Il cambiamento climatico ha risvegliato le coscienze, infatti molti cittadini ora studiano le etichette dei prodotti per verificare la loro impronta ambientale. Molte aziende ne stanno approfittando per trarne profitto, usando per i loro prodotti diciture come “bio” o “eco”. Un fenomeno noto come greenwashing, che si configura quando si danno informazioni false o ingannevoli sulla sostenibilità di un prodotto.
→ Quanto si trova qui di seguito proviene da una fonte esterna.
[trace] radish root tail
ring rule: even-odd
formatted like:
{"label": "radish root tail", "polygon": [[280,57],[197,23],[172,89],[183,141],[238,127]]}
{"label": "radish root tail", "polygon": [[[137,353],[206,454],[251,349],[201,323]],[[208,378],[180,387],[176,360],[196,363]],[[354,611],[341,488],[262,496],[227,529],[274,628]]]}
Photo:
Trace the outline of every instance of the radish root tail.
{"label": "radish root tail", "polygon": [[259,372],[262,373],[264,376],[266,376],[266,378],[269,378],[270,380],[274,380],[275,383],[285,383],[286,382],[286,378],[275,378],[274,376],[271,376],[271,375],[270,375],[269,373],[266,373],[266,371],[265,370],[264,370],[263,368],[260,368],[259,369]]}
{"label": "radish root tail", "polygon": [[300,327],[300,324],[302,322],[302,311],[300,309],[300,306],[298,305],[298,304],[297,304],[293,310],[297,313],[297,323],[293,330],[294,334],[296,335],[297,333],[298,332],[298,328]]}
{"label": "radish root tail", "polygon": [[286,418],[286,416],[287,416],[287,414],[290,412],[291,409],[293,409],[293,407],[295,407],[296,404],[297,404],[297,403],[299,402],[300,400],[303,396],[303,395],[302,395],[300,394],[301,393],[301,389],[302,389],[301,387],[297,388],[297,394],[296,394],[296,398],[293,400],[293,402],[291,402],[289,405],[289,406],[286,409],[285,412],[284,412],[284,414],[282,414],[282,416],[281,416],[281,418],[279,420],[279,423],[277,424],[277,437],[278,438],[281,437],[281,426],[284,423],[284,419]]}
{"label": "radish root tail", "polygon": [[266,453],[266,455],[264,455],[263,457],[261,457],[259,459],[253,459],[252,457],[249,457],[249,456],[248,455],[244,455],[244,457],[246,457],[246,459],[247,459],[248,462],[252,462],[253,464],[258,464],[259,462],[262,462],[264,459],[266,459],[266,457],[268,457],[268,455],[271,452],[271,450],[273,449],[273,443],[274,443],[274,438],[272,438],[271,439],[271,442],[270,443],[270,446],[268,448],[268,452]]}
Per questo l’Unione europea ha approvato una direttiva, che gli Stati membri devono recepire entro due anni, contro le frodi ambientali rafforzando la protezione contro le pratiche commerciali sleali e, soprattutto, per proteggere i consumatori. L’Ue sta così stabilendo ciò che è e ciò che non è ecologicamente sostenibile, in modo che nessuna azienda o settore possa sfruttare le lacune della legge e ottenere un vantaggio competitivo sleale.



In questo modo si garantisce un mercato libero e paritario sia per le aziende che per i consumatori. La normativa sul greenwashing nello specifica modifica due atti legislativi del 2005 e del 2011, rispettivamente sulle pratiche commerciali scorrette e sui diritti dei consumatori, per rafforzare il “percorso di transizione verde”. Di conseguenza, ogni cittadino potrà prendere decisioni di acquisto consapevoli, perché questa direttiva pone fine a frodi come false dichiarazioni ambientali, informazioni ingannevoli sulle caratteristiche sociali di prodotti o aziende, etichette di sostenibilità non trasparenti e non credibili.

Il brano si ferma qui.